Ke depan, diperlukan formulasi hukum yang jelas dari lembaga-lembaga fatwa Islam untuk memberikan panduan praktis bagi mahkamah dan masyarakat dalam menghadapi kasus-kasus serupa. Hal ini akan memastikan perlindungan hak-hak anak sambil tetap mempertahankan integritas hukum keluarga Islam di era modern yang semakin kompleks.
Daftar Pustaka
Eidrup, M. (2025). The Study of Muslim Family Norms in Contemporary Europe: A Systematic Scoping Review. Oxford Journal of Law and Religion, 2025, rwaf005. https://doi.org/10.1093/ojlr/rwaf005
Engelcke, D. (2020). Child Law in Muslim Jurisdictions: The Role of the State in Establishing Filiation (Nasab) and Protecting Parentless Children. Journal of Law and Religion, 34(3). https://doi.org/10.1017/jlr.2019.35
Engelcke, D. (2020). Establishing Filiation (Nasab) and The Placement of Destitute Children Into New Families: What Role Does The State Play? Journal of Law and Religion, 34(3). https://doi.org/10.1017/jlr.2019.38
Hannum, S. (2023). Penentuan Nasab Melalui Tes DNA Perspektif Hukum Islam: (Ditinjau Dari Maqoshid Syariah).
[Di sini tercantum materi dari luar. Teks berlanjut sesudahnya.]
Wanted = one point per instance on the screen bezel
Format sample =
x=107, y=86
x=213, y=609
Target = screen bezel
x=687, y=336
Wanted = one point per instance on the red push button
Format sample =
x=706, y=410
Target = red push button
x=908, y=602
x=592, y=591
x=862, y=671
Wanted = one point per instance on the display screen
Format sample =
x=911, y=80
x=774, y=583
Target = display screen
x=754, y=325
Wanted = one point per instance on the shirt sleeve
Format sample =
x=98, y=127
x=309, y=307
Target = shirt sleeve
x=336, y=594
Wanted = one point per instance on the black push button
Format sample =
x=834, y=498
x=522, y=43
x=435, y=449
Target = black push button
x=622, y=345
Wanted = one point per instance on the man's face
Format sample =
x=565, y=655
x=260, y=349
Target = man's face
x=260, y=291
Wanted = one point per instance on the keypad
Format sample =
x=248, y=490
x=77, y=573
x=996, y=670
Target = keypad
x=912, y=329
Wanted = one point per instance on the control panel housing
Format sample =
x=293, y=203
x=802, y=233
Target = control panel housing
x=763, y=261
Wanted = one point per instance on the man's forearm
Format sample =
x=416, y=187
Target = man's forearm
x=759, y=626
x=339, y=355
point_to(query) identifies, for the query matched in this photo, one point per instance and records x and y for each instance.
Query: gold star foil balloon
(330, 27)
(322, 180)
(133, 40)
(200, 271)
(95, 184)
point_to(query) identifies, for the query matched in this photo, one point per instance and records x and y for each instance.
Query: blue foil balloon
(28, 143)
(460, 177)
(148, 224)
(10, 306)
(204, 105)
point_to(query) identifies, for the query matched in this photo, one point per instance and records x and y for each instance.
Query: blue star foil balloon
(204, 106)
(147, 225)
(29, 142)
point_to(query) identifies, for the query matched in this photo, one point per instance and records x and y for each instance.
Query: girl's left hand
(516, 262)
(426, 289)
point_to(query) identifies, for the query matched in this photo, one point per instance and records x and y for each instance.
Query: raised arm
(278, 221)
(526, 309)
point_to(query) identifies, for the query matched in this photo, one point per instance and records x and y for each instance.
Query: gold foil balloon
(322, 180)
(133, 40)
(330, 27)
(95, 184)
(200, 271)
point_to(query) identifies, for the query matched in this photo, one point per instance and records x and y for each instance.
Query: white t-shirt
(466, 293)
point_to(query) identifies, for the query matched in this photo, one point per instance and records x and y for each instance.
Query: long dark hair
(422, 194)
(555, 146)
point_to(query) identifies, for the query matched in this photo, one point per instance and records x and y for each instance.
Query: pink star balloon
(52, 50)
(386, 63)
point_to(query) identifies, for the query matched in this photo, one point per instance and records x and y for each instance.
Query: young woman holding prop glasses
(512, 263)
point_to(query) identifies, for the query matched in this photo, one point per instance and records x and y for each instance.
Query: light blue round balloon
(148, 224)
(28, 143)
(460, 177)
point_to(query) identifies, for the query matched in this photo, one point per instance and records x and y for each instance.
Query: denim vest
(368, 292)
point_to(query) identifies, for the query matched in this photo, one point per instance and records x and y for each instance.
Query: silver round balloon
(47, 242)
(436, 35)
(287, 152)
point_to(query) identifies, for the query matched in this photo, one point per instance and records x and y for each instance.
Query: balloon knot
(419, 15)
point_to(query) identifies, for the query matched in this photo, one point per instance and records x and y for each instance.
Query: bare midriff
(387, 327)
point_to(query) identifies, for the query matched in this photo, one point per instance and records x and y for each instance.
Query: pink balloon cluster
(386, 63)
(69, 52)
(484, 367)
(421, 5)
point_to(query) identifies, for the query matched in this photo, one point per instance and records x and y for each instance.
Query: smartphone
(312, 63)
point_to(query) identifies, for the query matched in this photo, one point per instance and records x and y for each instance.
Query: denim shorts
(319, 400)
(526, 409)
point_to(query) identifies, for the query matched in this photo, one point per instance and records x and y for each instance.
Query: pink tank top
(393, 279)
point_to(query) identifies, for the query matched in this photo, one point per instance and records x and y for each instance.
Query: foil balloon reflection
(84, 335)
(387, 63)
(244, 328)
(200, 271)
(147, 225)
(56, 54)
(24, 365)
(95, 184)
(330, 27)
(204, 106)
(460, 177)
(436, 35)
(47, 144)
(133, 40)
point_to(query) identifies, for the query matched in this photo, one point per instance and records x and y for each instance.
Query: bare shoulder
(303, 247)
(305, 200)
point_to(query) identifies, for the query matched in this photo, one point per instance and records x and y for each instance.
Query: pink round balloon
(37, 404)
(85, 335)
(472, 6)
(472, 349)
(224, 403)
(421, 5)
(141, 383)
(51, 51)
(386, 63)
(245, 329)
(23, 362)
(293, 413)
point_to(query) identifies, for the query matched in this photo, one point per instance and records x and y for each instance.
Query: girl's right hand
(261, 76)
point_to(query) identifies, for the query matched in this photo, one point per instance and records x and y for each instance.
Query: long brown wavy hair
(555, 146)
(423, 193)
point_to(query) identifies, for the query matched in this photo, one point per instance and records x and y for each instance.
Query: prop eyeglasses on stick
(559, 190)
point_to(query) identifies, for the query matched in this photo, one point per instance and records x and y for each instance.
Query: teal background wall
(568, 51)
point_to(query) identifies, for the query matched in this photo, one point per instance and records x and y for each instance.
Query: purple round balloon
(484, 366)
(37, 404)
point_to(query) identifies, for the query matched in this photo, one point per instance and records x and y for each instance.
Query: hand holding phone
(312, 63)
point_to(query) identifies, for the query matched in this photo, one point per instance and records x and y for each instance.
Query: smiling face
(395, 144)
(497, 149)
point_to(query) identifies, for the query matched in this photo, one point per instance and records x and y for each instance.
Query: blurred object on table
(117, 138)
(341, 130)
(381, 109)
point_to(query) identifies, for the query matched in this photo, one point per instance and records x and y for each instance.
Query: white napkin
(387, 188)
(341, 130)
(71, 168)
Jurnal Relasi Publik, 1(4), 174–191. https://doi.org/10.59581/jrp-widyakarya.v1i4.1844
Ridlo, M. R., Rosyadi, I., & Muthoifin, M. (2022). The law of nasab for children born outside of legal marriage according to imam ibn qayyim al-jauziyyah. Profetika: Jurnal Studi Islam, 23(2). https://doi.org/10.23917/profetika.v23i2.19671
Tengku Muda, T. F. M., Ismail, S. K., & Omar, N. (2014). Penggunaan DNA Bagi Penentuan Nasab al-Walad Li al- Firasy dalam Peruntukan Undang-undang Keluarga Islam di Malaysia. Jurnal Islam Dan Masyarakat Kontemporari, 5, 17-25.
Yılmaz, I. (2017). Denial of Paternity by DNA Fingerprint Test in Islamic Family Law. CUID, 21(2), 851-882.